Seq scan on join table despite index and high statistics

From: Henrik Zagerholm <henke(at)mac(dot)se>
To: pgsql-performance(at)postgresql(dot)org
Subject: Seq scan on join table despite index and high statistics
Date: 2007-07-31 08:23:38
Message-ID: CCDAD82F-2714-496B-8D4E-63A39E8D2C76@mac.se
Views: Raw Message | Whole Thread | Download mbox | Resend email
Thread:
Lists: pgsql-performance

Hello list,

I have a problem with a simple count query on a pgsql 8.2.3 server.

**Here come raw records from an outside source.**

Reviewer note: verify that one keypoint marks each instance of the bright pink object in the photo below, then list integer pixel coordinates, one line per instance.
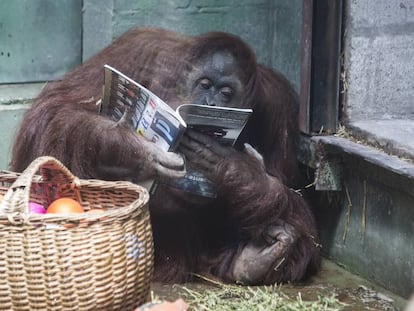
(36, 208)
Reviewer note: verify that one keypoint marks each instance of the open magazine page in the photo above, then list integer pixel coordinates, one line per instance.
(125, 101)
(221, 123)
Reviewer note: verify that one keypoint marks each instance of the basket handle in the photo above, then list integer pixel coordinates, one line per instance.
(50, 169)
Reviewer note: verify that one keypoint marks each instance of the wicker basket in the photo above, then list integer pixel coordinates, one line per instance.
(87, 261)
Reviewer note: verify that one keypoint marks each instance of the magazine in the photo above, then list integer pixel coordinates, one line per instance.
(126, 100)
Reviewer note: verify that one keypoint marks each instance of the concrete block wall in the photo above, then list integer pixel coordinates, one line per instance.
(379, 53)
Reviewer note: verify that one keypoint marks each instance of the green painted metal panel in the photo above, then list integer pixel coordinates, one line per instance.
(39, 39)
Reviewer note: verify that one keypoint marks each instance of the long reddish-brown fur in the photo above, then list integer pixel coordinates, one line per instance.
(64, 122)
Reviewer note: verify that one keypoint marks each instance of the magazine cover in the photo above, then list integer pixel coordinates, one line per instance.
(126, 101)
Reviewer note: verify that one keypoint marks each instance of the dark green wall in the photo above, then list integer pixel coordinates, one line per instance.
(271, 27)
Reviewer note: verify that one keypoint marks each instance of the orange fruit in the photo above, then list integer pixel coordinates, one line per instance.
(65, 206)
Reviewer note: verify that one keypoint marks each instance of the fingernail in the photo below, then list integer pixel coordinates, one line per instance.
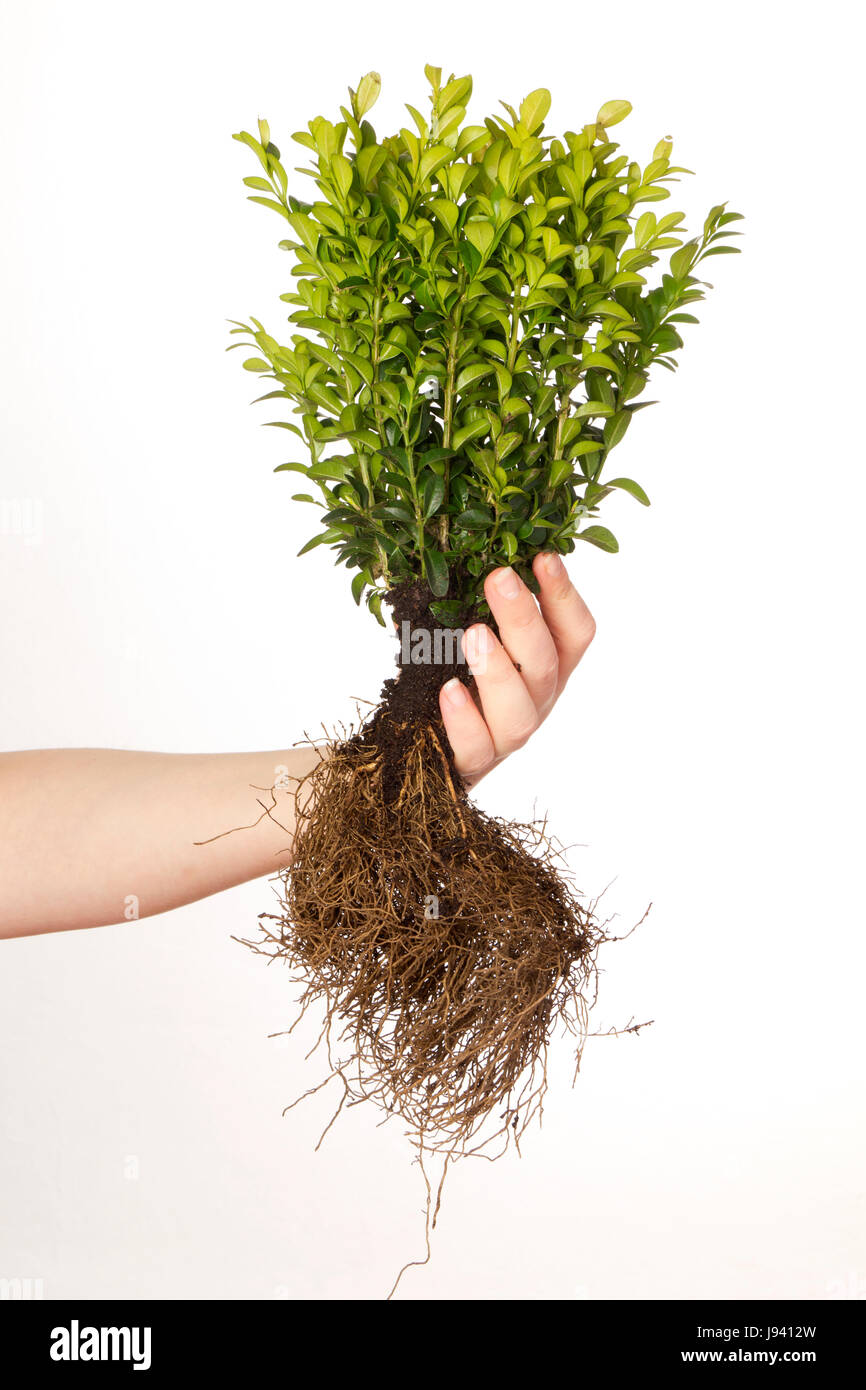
(506, 583)
(455, 692)
(477, 644)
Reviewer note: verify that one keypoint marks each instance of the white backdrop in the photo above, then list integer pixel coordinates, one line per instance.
(706, 758)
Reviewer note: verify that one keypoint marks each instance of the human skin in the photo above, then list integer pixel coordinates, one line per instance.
(93, 837)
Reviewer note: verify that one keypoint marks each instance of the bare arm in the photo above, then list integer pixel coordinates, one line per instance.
(91, 837)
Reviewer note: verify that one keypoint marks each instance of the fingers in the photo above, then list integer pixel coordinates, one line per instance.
(509, 709)
(567, 617)
(519, 677)
(524, 635)
(467, 734)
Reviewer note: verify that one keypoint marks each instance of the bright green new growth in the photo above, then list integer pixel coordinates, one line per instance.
(476, 327)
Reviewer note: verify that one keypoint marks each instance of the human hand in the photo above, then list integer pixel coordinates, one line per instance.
(520, 677)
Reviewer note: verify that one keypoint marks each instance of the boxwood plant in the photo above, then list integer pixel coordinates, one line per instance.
(477, 310)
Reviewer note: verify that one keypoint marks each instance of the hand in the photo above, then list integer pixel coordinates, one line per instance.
(520, 677)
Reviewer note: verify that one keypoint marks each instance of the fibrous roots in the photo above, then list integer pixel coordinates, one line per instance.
(446, 945)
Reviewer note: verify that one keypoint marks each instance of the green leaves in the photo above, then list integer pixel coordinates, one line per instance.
(435, 570)
(612, 113)
(601, 537)
(534, 110)
(473, 312)
(367, 93)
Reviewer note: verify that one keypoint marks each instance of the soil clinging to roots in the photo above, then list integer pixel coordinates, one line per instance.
(446, 945)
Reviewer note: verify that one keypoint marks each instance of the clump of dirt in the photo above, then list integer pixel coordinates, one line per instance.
(446, 945)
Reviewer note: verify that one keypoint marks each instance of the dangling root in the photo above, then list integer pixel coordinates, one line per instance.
(444, 943)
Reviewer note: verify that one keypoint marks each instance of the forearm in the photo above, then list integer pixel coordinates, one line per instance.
(91, 837)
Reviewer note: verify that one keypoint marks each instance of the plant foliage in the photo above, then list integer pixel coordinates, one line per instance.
(474, 325)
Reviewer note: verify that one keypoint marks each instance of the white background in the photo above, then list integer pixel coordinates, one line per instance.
(706, 758)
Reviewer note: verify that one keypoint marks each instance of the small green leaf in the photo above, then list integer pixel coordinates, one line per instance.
(630, 485)
(602, 537)
(367, 92)
(534, 110)
(612, 113)
(435, 569)
(434, 491)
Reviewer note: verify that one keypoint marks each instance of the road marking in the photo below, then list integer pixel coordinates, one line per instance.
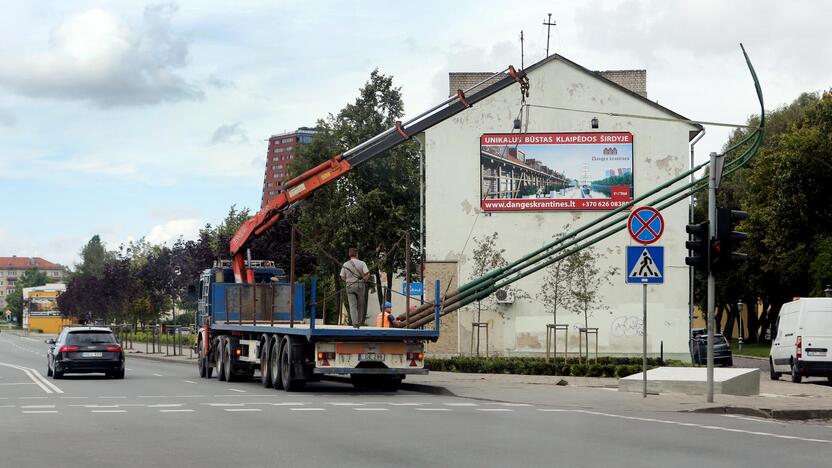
(38, 379)
(734, 416)
(702, 426)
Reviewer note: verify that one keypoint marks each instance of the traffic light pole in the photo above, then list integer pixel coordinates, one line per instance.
(712, 185)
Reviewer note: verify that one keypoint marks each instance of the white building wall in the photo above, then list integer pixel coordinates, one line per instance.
(661, 150)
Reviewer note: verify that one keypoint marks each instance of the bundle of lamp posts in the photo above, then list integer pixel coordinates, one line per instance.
(595, 231)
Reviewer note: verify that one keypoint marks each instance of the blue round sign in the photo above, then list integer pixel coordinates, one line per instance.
(645, 225)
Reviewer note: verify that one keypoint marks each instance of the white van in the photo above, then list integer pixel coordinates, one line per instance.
(802, 344)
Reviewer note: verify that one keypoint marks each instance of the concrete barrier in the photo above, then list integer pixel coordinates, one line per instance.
(693, 381)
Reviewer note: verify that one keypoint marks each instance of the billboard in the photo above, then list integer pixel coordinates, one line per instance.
(555, 171)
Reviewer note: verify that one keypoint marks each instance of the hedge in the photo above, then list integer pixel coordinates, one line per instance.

SELECT COUNT(pk_file_structure_id) FROM tbl_file_structure INNER JOIN
tbl_file ON fk_file_id = pk_file_id WHERE lower(file_name) like lower
('awstats%');
Using Explain analyze I've noticed that it makes a seq scan on
tbl_file_structure but I have an index on fk_file_id and its
statistics is set to 200. I ran an analyze on both tbl_file and
tbl_file_structure.
The count retrieved is 75 000 so its way lower than the total 3 834
059 rows.

Should I raise the statistics more? Is there a rule of thumb how much
the statistics should be reagards to the number of rows in the table?
Can I make my database adjust the statistics dynamically? I don't
want to go around to my customers changing statistics every time the
tables starts to fill up.

Anyway here is the explain analyze on the slow query.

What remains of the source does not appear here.